Dans le camp des Rouges, en plus de Durham, on retrouve plusieurs personnalités intellectuelles assez éclectiques comme l’ancien premier ministre canadien Pierre Elliott Trudeau, la chroniqueuse Emilie Nicolas et l’avocat et essayiste Frédéric Bérard. 

Et le jeune auteur ne se retient pas pour les critiquer. Dans un chapitre où il défend le populisme des Bleus, il écrit: «Les Rouges disent craindre la ‘‘tyrannie de la majorité’’, mais ils proposent ironiquement de la remplacer par une tyrannie tout court, soit l’imposition de la volonté d’une minorité à la majorité». 

Il accuse aussi les Rouges de flirter avec l’impérialisme en affirmant qu’au «cœur de l’idée impériale, il y a un constant désir d’expansion et de conquête de nouveaux peuples qui n’ont souvent rien en commun pour les assujettir à un même empire. Pour justifier philosophiquement un tel dessein, on ne saurait recourir à l’anthropologie conservatrice et à l’imaginaire de l’État-nation, qui trace ses propres limites dans la mesure où il vise le gouvernement d’une seule nation par et pour elle-même. L’impérialisme s’est donc historiquement fondé sur une anthropologie progressiste». 

«Pour penser, il faut toujours généraliser»
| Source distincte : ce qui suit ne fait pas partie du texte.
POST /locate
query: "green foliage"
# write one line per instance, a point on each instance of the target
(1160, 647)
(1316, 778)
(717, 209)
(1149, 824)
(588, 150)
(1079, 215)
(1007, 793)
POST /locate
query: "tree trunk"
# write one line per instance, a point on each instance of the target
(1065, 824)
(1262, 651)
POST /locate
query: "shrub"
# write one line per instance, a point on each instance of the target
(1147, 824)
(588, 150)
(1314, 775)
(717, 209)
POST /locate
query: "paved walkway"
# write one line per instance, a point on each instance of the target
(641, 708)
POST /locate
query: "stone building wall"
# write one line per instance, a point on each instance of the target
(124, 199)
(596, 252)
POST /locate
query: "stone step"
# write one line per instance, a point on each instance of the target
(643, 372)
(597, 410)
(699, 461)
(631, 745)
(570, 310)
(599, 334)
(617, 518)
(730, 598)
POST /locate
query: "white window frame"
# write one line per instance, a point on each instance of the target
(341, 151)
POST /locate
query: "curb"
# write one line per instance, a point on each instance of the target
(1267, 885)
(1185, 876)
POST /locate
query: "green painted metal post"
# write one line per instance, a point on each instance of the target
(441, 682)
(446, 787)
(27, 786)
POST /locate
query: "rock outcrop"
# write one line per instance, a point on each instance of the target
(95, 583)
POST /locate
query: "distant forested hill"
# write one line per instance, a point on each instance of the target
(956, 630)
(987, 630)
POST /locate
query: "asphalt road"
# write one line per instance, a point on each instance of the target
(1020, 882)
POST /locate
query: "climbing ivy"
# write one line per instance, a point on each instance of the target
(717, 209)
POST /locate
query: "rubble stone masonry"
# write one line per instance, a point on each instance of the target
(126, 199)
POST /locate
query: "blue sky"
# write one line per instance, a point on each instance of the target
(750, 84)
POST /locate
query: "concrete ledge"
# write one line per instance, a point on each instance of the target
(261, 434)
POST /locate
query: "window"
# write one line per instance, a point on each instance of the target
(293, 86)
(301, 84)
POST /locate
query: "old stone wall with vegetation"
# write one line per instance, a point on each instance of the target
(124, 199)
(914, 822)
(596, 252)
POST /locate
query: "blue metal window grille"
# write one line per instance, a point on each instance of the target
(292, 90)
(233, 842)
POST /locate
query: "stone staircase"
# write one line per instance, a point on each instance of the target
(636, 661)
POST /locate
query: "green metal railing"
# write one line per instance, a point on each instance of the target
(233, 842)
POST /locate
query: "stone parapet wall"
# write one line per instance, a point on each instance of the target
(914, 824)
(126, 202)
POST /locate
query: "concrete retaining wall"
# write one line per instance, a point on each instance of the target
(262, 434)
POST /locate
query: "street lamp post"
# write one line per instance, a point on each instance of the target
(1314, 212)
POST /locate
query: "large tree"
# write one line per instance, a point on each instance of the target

L’opposition bleu-rouge proposée par Étienne-Alexandre Beauregard, bien qu’elle soit pertinente, manque parfois de nuances. «Pour penser, il faut toujours généraliser. Quand on fait des dichotomies, ce sont des outils pour comprendre, ce sont des idéaux types. Il y a toujours des nuances. Quand je parle des bleus et des rouges, il y a toujours des gens plus modérés et d’autres plus radicaux», explique l’essayiste. 

Et bien qu’il soit un Bleu très critique des Rouges, il se défend d’avoir voulu en faire des hommes de paille, car il les a lus. «Je cite à peu près tout ce que Pierre Trudeau a écrit en matière de textes politiques. J’ai lu le rapport Durham. J’ai lu des livres d’André Pratte, etc.», indique-t-il.  

Il s’agit du deuxième livre d’Étienne-Alexandre Beauregard. Son premier, «Le schisme identitaire», paru en 2022, explorait des thèmes similaires. Avec ce nouvel ouvrage, l’essayiste continue de s’inscrire dans la lignée de jeunes intellectuels québécois inspirés par le sociologue conservateur Mathieu Bock-Côté (un autre auteur très apprécié par François Legault d’ailleurs). Parmi ce courant intellectuel, on peut aussi penser à quelqu’un comme David Santarossa qui a publié le livre «La pensée woke» en 2022.